This lab covers material from Week 3 and Week 4 of CA675 (Hive and Pig). We will install HIVE and PIG and start practicing with their basic functions separately. Both of these applications can either run on top of a working HDFS / Mapreduce cluster, or they can run in local mode (useful for debugging).
The Vagrantfile above (upoaded 18/2/19 4:30pm) contains working installation of Java 8, Hadoop, Pig, Hive & mrjob.
Edit (19/2/19 4pm) - VM RAM allocation changed to 2 GB to avoid memory errors with hadoop.
Edit (20/2/19 5pm) - Ubuntu version changed from trusty to xenial. Trusty going out of use in April.
-
Install Hive (see slides Week 3 and Manual link below) https://cwiki.apache.org/confluence/display/Hive/GettingStarted Some key steps:
- Note you will need Java >6 and Hadoop 0.20.x or greater
- Set $HADOOP_HOME environment variable (done when you installed hadoop)

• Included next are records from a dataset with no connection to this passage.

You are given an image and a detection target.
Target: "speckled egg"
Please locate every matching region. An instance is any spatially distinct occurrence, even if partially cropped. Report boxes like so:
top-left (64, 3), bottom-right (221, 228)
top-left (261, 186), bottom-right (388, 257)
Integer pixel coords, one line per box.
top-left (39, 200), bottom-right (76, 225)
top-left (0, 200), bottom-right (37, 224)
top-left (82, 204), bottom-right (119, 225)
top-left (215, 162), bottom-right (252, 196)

- Set $HIVE_HOME and add hive to PATH
- Bootstrap locations used to store files on HDFS
- $ hdfs dfs -mkdir /tmp
- $ hdfs dfs -mkdir /user/hive/warehouse
- $ hdfs dfs -chmod g+w /tmp
- $ hdfs dfs -chmod g+w /user/hive/warehouse
- Run the shell (of the three modes to run HIVE, we will use command line)
- $ hive
-
Check examples to Create, Load, Query data with Hive (slide 17 onwards)
-
Create your own tables and load data from a .txt file you have created or downloaded, then practice some queries. You can find more query examples and SQL cheat-sheet at the links below
-
Install Pig https://pig.apache.org/docs/r0.15.0/start.html (Optionally, install Hadoop / HDFS and Copy the source files to the HDFS)
-
Toy Example:
- Create two CSV file as follows: * A.txt containing two lines: (0,1,2) and (1,3,4) * B.txt containing two lines: (0,5,2) and (1,7,8)
- Run the PIG Latin commands below, one by one from shell, and observe what is contained in d, e, f and g after each dump (note the content of g and reflect upon the way pig handles schema on the fly
a = LOAD ‘A.txt’ using PigStorage(‘,’);
b = LOAD ‘B.txt’ using PigStorage(‘,’);
c = UNION a,b;
SPLIT c INTO d IF $0==0, e IF $0==1;
dump d;
dump e;
f = FILTER c BY $1>3;
dump f;
A = LOAD ‘A.txt’ using PigStorage(‘,’) as (a1:int, a2:int, a3:int);
B = LOAD ‘B.txt’ using PigStorage(‘,’) as (b1:int, b2:int, b3:int); C = UNION A,B;
g = FOREACH c GENERATE a2, a2*a3
dump g;
-
Example 1:
- Create a CSV file named example1.txt containing few entries for (url, category, pagerank)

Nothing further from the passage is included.